Que função deve a crítica de dança desempenhar?

Joubert Arrais – A função da crítica de dança é com a reflexão crítica e política desse corpo que dança, o modo como ele se organiza e se configura como possibilidade de leitura crítica de mundo, pelo menos deveria. Não é a crítica como olhar negativo, mas um olhar complicado. No entanto, o que temos são textos resenhísticos, não apenas os de dança, isso significa que são textos mais comprometidos com o estímulo ao consumo rápido e que coloca o leitor como agente passivo, sem interlocução aprofundada. A leitura de um texto crítico, de fato, estimula conexões, relações, conhecimento. Se um texto é produzido sem esse comprometimento, acaba desempenhando a função apenas de informar a grosso modo. No caso da dança, o comprometimento é com suas especificidades, de que a dança é produção de saber, é ação que acontece no e com o corpo, é leitura de mundo.


Este ano, você desenvolverá a oficina “Escrita com a Dança” durante o Conexão Dança, o que os alunos poderão esperar?

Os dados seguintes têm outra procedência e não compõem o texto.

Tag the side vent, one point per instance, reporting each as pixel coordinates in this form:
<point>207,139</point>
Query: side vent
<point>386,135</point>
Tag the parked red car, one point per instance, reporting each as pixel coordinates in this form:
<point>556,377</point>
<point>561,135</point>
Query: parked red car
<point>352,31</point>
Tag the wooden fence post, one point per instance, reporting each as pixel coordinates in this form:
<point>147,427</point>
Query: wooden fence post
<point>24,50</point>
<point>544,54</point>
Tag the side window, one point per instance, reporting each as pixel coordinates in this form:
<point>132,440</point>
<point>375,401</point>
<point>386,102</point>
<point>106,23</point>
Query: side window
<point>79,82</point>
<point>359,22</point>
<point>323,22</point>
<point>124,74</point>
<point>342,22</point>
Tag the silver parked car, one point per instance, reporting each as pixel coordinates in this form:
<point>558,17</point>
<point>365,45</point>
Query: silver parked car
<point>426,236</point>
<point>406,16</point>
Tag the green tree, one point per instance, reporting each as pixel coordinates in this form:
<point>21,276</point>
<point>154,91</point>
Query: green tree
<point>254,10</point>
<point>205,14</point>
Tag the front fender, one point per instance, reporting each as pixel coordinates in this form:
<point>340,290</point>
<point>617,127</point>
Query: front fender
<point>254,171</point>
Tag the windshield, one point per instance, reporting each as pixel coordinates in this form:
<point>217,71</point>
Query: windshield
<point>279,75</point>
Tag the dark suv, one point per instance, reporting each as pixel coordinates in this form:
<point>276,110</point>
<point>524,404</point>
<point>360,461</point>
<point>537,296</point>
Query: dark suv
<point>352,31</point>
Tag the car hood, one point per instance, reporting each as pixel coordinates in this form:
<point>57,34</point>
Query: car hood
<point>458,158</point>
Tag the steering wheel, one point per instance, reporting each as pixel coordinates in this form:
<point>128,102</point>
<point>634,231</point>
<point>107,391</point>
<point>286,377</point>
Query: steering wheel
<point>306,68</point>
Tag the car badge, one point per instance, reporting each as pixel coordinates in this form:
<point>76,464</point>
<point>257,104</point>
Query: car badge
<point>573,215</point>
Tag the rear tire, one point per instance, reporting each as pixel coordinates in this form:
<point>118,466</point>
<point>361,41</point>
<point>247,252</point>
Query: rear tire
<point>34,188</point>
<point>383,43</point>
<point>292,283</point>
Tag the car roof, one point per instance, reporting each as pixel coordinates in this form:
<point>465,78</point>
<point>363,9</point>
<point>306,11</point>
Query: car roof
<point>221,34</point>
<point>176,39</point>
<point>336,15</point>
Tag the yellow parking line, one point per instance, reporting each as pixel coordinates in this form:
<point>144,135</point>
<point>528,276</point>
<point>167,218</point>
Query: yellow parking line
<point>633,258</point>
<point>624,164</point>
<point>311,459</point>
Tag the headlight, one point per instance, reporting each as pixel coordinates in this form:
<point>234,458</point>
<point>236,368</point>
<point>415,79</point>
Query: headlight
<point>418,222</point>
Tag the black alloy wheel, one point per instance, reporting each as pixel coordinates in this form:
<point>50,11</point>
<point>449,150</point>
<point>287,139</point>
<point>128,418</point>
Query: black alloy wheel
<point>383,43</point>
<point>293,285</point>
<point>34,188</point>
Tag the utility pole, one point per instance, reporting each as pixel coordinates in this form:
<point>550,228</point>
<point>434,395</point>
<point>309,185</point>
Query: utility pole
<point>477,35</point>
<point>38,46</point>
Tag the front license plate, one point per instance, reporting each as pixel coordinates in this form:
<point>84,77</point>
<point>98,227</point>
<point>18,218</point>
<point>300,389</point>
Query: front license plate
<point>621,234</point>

Joubert Arrais – Seremos, eu e todos, coparticipantes de uma experiência coletiva chamada “escrita com a dança”. É uma oficina pelo caráter prático que se propõe, mas é também laboratório de vivências e experimentações com o corpo em movimento de escrita e de dança. Dançaremos juntos com o corpo que se move assim como se move a escrita de ideias no papel. Uma escrita “para nada”, num primeiro momento para fazer com que percebamos que o corpo está ativo, que somos corpos quando escrevemos, mas isso precisa ser vivenciado, precisamos estar disponíveis para esse momento de descoberta.


PERFIL
Foto Alex Hermes

Joubert Arrais é doutorando em Comunicação e Semiótica (PUC/SP), mestre em Dança (UFBA) e bacharel em Comunicação Social/Jornalismo (UFC), com formação artística pelo Centro Em Movimento (CEM/Lisboa). Atua em ações colaborativas de dança, dentre elas, o projeto itinerante Crítica com a Dança - Funarte (2012) e a pesquisa experimental "Sambarroxé" (2008-2011). Coordena o comitê temático “Produção de Discurso Crítico sobre Dança”, da Associação Nacional de Pesquisadores em Dança – Anda (gestão 2011/12). Colabora, desde 2003, dos jornais cearenses O Povo e Diário do Nordeste.